Founder Jack Ma’s (馬雲) Ant Group Co (螞蟻集團) is planning to fold its financial operations into a holding company that could be regulated more like a bank, people familiar with the matter said, potentially crippling the growth of its most profitable units.
The fintech company is planning to move any unit that would require a financial license into the holding company, pending regulatory approval, said the people, who asked not be named because the matter is private.
The plans are still under discussion and subject to change, the people said.
Photo: Reuters
Ant Group declined to comment.
The operations that Ant Group is looking to fold into the holding company include wealth management services, consumer lending, insurance, payments and MYbank, an online lender in which Ant Group is the largest shareholder, the people said.
Under the financial holding company structure, Ant Group’s businesses would likely be subject to more capital restrictions, potentially curbing its ability to lend more and expand at the pace of the past few years.

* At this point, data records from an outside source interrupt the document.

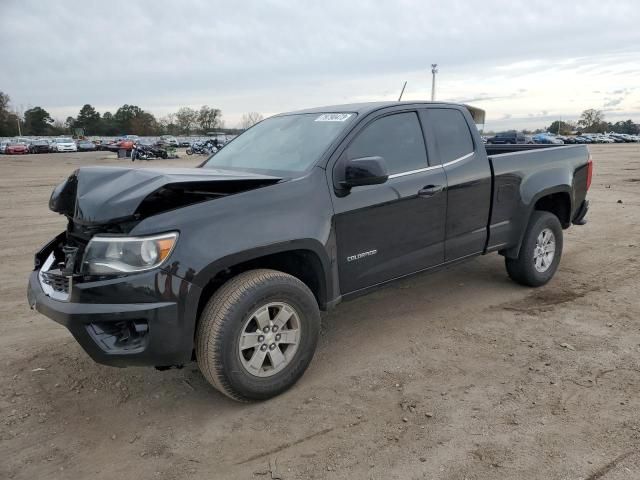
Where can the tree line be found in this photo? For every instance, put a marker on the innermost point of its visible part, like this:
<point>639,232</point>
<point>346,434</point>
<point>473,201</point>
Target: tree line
<point>128,119</point>
<point>592,121</point>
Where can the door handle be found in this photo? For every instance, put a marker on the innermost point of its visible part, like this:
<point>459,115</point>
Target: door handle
<point>429,190</point>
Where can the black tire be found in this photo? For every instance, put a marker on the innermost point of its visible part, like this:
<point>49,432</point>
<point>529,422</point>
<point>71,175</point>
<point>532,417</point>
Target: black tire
<point>222,322</point>
<point>522,269</point>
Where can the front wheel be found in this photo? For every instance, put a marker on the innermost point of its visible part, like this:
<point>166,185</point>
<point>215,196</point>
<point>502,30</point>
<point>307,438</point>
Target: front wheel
<point>257,335</point>
<point>540,252</point>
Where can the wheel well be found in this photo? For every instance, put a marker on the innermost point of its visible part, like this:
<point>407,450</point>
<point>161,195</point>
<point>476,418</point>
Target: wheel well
<point>302,264</point>
<point>559,204</point>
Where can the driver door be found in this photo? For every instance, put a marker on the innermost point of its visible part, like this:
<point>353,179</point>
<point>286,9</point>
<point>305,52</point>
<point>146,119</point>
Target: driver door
<point>396,228</point>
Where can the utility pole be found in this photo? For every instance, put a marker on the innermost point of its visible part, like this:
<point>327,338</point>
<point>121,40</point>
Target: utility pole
<point>434,70</point>
<point>402,91</point>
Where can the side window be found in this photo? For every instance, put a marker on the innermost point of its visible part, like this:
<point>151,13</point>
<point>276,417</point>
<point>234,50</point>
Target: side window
<point>397,138</point>
<point>451,133</point>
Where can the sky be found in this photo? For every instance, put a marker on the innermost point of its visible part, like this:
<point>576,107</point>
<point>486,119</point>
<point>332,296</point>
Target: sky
<point>526,63</point>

The proposals suggest that Ant Group would still be able operate in financial services beyond its payments business, quelling investor concern about how to interpret the Chinese central bank’s message on Sunday, when it asked Ant Group to return to its roots as a payments provider.
“This means China is still trying to encourage domestic consumption and they need platforms like Ant to help with consumer loans,” UOB Kay Hian Holdings Ltd (大華繼顯控股) Shanghai-based analyst Wang Zhen said. “The key is that consumer lending shouldn’t be over-leveraged.”

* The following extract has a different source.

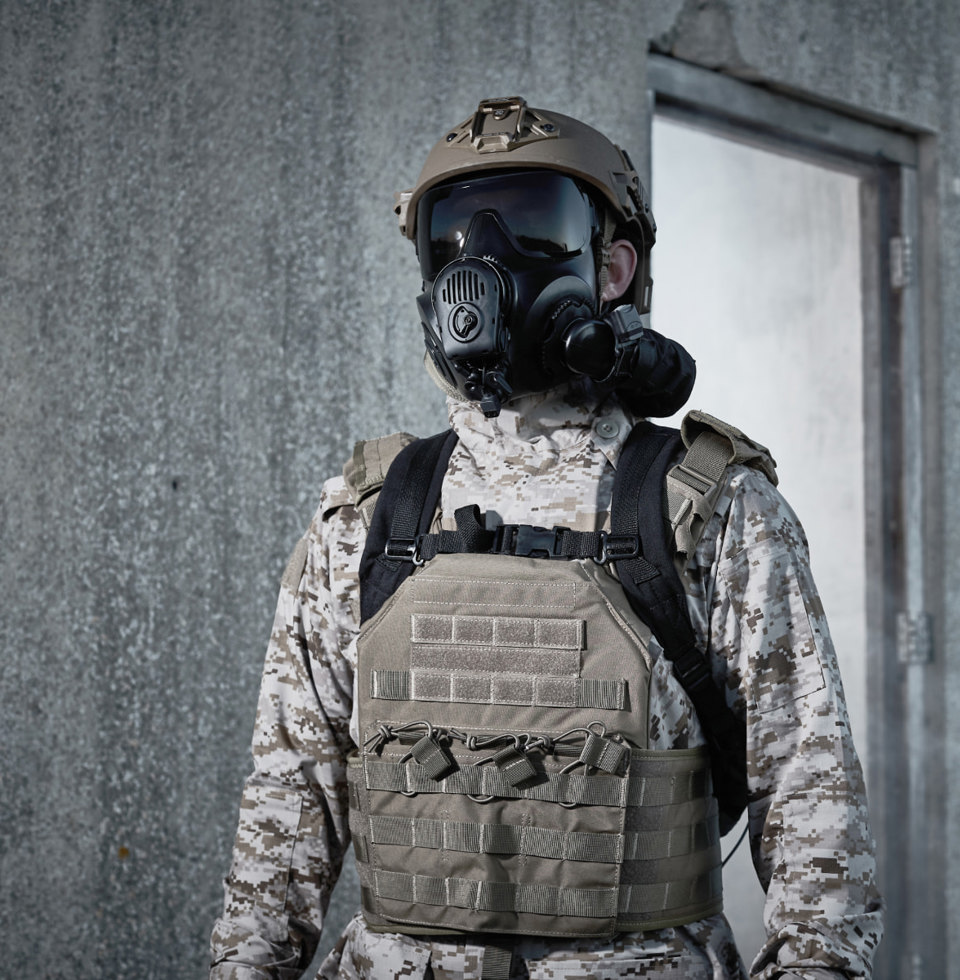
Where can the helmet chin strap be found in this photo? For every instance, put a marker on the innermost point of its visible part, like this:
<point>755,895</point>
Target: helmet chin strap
<point>603,251</point>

Chinese regulators also told Ant Group to devise a plan to overhaul its business, the latest in a series of steps to rein in Ma’s online finance empire.
While it stopped short of directly asking for a breakup of the company, the central bank said that Ant Group needed to “understand the necessity of overhauling its business” and come up with a timetable as soon as possible.
“Its growth would slow a lot,” Bloomberg Intelligence Hong Kong-based analyst Francis Chan (陳永富) said.
The valuation of the nonpayment businesses, including wealth management and consumer lending, could be slashed by as much as 75 percent, Chan said.
Ant Group last month was poised for an initial public offering (IPO) that would have valued it at more than US$300 billion before regulators intervened.
Ant Group held US$11 billion of cash and cash equivalents as of June, according to its IPO filing.
Under rules that took effect last month, companies that control at least two cross-sector financial institutions are required to hold a financial holding license.
Rules on how financial holding companies could be regulated are still under deliberation.
Chan estimated that Ant Group needs to inject at least 70 billion yuan (US$10.7 billion) of new capital just for its credit-lending business.
That calculation is based on draft regulations that would require Ant Group to jointly fund 30 percent of its loans, with a maximum asset leverage of five times.
Ant Group is planning to leave its digital lifestyle business — the services that link users with food deliveries, on-demand neighborhood services and hotel bookings — out of the financial holding company, one of the people said.
Ant Group would still be the parent of all those operations, the person added.
Ant Group is not working on a proposal to break up the company at this time, although it is seeking more guidance from regulators on what structure would be acceptable and might change its plans based on that feedback, that person said.
Ant’s valuation could fall to below US$153 billion, similar to where it stood two years ago after a fundraising round, Chan said.